Je pense aussi qu’on peut ainsi peut-être plus apprécier le fait que bien que ce ne soit pas forcément qualitatif (ou en tout cas de mon point de vue parce qu’il y a des personnes noires qui ont aimé Bad Hair ) on a de plus en plus de choix.
Car autant que je haïsse Lovecraft Country, pour ses défauts, c’est une série avec un cast quasi entièrement noir, une showrunneuse noire, des scénaristes noir.e.s et qui a créé autant de joie que de réflexions et de conversations dans nos communautés.
Et qui, comme le dit Melina dans sa vidéo, était très ambitieux dans ce qu’il a tenté de montrer.
Parce qu’au final je pense que « qu’est-ce qu’une bonne représentation ? » est une fausse question.
Ce qu’une femme noire hétérosexuelle de Brooklyn va considérer comme de la bonne représentation ne sera pas forcément ce que moi noire française et pan vais apprécier.
Et même sans ça, nous n’avons pas toustes le même rapport aux médias, particulièrement aux films d’horreur. On ne va pas attendre la même chose d’un film si on le regarde pour être diverti, retourné, vu, ou instruit.
Je pense que ce dont nous avons besoin moins que de “bonne” ou de “mauvaises” représentation, c’est de diversité dans notre horreur.
Une diversité de voix, de thèmes, d’identités représentées etc...
(C’est d’ailleurs pour ça que je ne veux pas que l’on se repose uniquement sur les épaules de Jordan Peele.)
Or la création de cette diversité n’est à mon sens possible que si l’on s’éloigne du regard blanc.
(Ce qui se fait déjà d’ailleurs, de divers manières.)
Dans le genre, His House de Remi Weekes m’avait agréablement surpris.
Au trailer j’avais cru que le film parlerait du rapport entre les réfugiés Africains et les pays d’Europe. Que, comme dans Get Out, l’horreur serait une métaphore du racisme.

Et en fait non.
Ce film est entièrement sur l’exploration de la survivor guilt des réfugiés.
On est loin du trauma porn parce que d’une certaine manière les blancs ne sont même pas là dans cette histoire, et il n’y a pas de scènes de violences détaillées comme on pourrait aussi s’y attendre.
Évidemment le racisme, la violence des institutions, le rejet et comment s’y adapter son touchés du doigt, parce que ça fait partie de la vie des personnages. Mais ce qui importe c’est LEURS passés, leurs vies, leurs traumatismes et sentiments profonds en dehors de ça.
Ceux sont eux le sujet central.
C’est ça aussi qui me plait tant dans mes films d’horreur fav avec des femmes noires. Les films sont à propos d’elles.
Pas seulement d’elles en tant que femmes noires vivant du racisme mais d’elles en tant que jeunes mères débordées, en tant qu’enfant brillantes, en tant qu’héroïnes déterminées à survivre.
C’est pour ça aussi que j’ai écrit Evelyn’s Home et A la montée des eaux.
Mais ce sont avant tout des histoires de femmes noires qui me parlent.
Je voulais des histoires avec une femme noire saphiques au centre. Des histoires qui explorent mes propres intérêts.
Des histoires qui sans ignorer le racisme (voire où c’est parfois un point centrale de l’histoire) ne seront jamais faites ni pour plaire, ni pour horrifier ou choquer les blancs...

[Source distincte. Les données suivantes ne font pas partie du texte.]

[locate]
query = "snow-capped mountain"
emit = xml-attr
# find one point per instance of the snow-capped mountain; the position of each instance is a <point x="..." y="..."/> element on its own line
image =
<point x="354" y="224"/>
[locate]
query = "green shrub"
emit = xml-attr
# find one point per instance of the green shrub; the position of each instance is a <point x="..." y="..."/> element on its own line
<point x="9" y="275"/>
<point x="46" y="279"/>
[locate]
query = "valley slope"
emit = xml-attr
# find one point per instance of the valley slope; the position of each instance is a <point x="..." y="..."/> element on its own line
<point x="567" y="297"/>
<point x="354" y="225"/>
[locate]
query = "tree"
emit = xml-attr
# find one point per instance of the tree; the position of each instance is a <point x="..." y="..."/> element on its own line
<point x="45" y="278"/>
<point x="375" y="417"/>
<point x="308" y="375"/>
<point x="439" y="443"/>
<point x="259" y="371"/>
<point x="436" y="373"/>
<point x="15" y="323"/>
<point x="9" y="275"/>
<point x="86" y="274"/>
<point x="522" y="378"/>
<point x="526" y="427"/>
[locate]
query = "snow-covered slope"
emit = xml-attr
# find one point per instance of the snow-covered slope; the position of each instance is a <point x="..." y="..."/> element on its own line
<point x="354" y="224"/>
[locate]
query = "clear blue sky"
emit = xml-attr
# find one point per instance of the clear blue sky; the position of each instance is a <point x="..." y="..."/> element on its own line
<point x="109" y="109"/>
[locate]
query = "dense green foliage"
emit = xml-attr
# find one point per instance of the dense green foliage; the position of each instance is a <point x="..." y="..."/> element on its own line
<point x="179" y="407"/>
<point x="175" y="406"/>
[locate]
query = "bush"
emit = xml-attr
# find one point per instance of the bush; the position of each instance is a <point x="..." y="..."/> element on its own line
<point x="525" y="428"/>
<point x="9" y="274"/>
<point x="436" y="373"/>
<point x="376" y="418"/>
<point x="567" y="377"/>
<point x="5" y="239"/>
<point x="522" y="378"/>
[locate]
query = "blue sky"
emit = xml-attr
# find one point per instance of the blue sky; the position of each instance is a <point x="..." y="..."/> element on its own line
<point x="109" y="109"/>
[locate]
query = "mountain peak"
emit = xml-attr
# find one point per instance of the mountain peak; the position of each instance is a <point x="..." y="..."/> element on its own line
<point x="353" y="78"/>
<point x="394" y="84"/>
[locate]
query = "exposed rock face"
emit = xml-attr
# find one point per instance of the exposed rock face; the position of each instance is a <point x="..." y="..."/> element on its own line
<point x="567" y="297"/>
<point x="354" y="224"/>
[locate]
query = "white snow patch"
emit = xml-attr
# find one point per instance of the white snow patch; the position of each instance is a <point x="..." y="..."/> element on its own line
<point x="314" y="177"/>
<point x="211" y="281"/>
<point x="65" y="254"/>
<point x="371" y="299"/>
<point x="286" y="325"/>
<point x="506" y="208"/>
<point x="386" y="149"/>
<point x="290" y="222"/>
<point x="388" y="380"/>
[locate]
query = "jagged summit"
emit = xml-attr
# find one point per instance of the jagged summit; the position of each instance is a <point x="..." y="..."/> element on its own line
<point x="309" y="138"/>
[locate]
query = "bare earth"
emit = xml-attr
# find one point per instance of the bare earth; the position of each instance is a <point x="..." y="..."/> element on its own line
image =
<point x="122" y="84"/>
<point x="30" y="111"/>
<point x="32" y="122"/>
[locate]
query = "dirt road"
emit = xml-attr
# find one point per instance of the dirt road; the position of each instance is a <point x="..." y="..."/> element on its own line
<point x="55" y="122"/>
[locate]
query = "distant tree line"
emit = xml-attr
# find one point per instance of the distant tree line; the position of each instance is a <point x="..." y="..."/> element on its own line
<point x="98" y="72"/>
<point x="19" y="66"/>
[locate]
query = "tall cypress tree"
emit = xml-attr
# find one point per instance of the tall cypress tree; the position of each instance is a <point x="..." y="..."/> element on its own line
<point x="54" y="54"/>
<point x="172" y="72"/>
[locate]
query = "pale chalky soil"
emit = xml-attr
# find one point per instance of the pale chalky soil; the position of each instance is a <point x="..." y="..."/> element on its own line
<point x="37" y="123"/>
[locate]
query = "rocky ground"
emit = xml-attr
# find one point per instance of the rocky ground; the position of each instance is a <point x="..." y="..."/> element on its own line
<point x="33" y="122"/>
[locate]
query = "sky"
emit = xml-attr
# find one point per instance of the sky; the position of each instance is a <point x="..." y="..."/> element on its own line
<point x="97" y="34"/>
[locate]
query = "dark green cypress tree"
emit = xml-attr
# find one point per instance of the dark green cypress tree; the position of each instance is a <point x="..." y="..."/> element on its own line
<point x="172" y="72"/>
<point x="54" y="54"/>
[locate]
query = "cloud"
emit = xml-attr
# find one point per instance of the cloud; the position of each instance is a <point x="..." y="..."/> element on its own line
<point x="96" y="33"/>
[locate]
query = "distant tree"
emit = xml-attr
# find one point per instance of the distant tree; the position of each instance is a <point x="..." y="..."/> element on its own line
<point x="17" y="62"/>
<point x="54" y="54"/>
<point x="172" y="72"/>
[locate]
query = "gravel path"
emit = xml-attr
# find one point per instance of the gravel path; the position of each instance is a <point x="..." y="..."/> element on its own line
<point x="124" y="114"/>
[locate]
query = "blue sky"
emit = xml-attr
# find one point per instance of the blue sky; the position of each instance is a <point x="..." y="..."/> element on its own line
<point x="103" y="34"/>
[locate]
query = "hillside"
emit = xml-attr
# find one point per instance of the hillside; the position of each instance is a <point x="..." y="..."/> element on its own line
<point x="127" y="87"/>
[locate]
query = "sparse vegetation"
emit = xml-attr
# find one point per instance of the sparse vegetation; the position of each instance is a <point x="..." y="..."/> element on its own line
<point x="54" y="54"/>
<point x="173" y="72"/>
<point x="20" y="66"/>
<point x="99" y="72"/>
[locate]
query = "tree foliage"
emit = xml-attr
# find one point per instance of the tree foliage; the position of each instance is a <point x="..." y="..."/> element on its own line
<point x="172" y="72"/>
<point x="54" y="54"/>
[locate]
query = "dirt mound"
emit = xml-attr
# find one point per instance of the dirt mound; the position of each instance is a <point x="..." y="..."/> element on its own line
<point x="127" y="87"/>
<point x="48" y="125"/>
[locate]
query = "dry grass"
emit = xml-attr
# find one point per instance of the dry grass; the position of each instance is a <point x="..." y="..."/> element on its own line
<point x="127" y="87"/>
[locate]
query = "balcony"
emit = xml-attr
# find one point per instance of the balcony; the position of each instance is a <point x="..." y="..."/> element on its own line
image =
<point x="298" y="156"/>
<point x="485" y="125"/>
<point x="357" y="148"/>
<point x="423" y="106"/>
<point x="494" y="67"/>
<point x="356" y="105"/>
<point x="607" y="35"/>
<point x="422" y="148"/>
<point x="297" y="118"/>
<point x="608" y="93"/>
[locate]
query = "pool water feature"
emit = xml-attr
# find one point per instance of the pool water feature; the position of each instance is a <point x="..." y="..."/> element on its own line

Le tout avec une dose non négligeables de body horror.
Comme je ne trouvais pas ces histoires je les ai écrites... Mais évidemment je suis toujours intéressée par plus d’horreur noire donc si vous en avez à recommander n’hésitez pas ! 💕
Je pense d’ailleurs qu’un truc qu’on peut faire c’est donner un peu de l’énergie qu’on dépense à clash des séries et films mainstream populaires que l’on déteste, à chercher, regarder et parler de trucs moins connus mais qui nous plaisent plus.
(D’où tous les titres de début de thread et cette liste)

https://www.imdb.com/list/ls026144400/
Parce que l’horreur noire n’est pas que Them ou Antebellum, n’est pas que des noir.e.s qui revivent éternellement les traumatismes de leurs ancêtres, n’est pas non plus que des gros studios hollywoodiens.
L’horreur est un medium puissant qui nous appartient tout autant qu’aux blanc.he.s et que nous investissons déjà avec brio pour raconter nos propres histoires.